It’s chapters like these where I’m grateful to have my NOAB on me. It saves me looking up what the 10th day of the first month is (v 19) to have a little note reminding you that it’s the start of Passover. So when this chapter draws a comparison between crossing the Jordan and crossing the Sea of Reeds (v 23), it’s made doubly-explicit with another parallel to the Exodus, i.e. the timing of Passover. Children asking about the “meaning” of things is yet another call-back to the Passover (Ex 13:14). It all supports the establishment of Joshua as the “second Moses”… if only the chapter wasn’t so odd to read.

It keeps backtracking, like the author forgot details. The Israelites had already finished crossing the river in the previous chapter, but then the author remembers, oh, wait, I forgot about the stones. Send twelve people back to get them while the priests carrying the ark wait. Except, wait the people haven’t crossed yet and they actually got the stones before everyone had finished? (v 10-11)

Source theory – i.e. this is two accounts merged together awkwardly – is so helpful. Either that, or you’re imagining unorganized chaos of people running back and forth across the Jordan. Admittedly there’s something humorous and humanizing about that image, but it doesn’t exactly mesh with the image of Joshua being as revered as Moses.
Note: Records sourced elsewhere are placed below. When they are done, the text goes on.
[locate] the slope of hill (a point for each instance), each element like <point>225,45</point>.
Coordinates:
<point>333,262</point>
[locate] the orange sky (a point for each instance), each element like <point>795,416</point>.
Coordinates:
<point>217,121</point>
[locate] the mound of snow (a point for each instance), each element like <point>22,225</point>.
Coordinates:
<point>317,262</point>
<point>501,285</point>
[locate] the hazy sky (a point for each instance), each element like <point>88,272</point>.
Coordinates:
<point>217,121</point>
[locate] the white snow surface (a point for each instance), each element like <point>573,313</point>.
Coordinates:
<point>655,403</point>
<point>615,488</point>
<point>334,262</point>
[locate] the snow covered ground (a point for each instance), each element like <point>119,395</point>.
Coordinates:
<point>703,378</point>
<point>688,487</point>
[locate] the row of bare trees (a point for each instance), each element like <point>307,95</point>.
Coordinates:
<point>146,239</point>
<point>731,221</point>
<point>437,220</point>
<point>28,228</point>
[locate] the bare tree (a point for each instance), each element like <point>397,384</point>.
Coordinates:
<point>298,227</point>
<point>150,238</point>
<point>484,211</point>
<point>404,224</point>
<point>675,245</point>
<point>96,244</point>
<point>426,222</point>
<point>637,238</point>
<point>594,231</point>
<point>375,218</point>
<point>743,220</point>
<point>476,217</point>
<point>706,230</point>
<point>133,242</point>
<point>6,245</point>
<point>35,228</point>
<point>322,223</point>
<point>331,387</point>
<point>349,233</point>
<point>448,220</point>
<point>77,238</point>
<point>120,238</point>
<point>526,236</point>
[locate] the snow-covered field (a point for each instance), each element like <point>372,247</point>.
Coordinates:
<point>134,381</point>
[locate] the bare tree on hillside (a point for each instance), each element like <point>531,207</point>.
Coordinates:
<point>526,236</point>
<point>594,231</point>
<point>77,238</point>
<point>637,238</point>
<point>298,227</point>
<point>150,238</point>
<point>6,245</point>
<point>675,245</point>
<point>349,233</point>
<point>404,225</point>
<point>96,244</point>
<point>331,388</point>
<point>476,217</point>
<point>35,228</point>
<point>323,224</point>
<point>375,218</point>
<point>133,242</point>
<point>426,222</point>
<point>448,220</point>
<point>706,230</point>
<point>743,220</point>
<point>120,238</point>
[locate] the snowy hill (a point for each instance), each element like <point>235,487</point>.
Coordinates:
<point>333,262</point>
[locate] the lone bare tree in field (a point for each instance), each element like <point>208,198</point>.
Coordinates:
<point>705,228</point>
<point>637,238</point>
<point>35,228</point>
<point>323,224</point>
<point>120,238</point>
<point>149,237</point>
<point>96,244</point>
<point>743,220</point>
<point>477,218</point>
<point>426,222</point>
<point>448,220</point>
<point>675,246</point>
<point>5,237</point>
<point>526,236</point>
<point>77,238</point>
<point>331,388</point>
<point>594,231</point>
Then again, this generation is too young to remember crossing the Sea of Reeds, which went more smoothly, so maybe they’re more easily impressed.

This story seems to be telling the origins of a memorial or holy place at Gilgal. That seems to be a fairly significant place in later history, looking at what a word search comes up with. If Joshua is really “Deuteronomist history,” it seems odd that it’s giving so much attention to what seems to have been a non-Jerusalem sanctuary. Then again, since there’s no mention of sacrifices or offerings here, this passage might be trying to affirm that Gilgal is just a memorial, not a shrine.

I guess what I’m saying is, I’m not as sure of the idea that Joshua is as unified and contiguous with Deuteronomy as other scholars seem to be. Obviously I may start noticing patterns as I go along, because they’ve done this longer than me and presumably know what they’re talking about more. So far, though, this feels more like Numbers, where stories got a little mangled and confusing.

The Japanese: sueru “to place in position, to fix, to set, to lay a foundation, to install” (v 3), kanete “previously, already” (v 4), totonoeru “to get ready, to prepare” (v 12), uyamau “to honor” (v 14), karasu “to dry up, to exhaust” (v 23).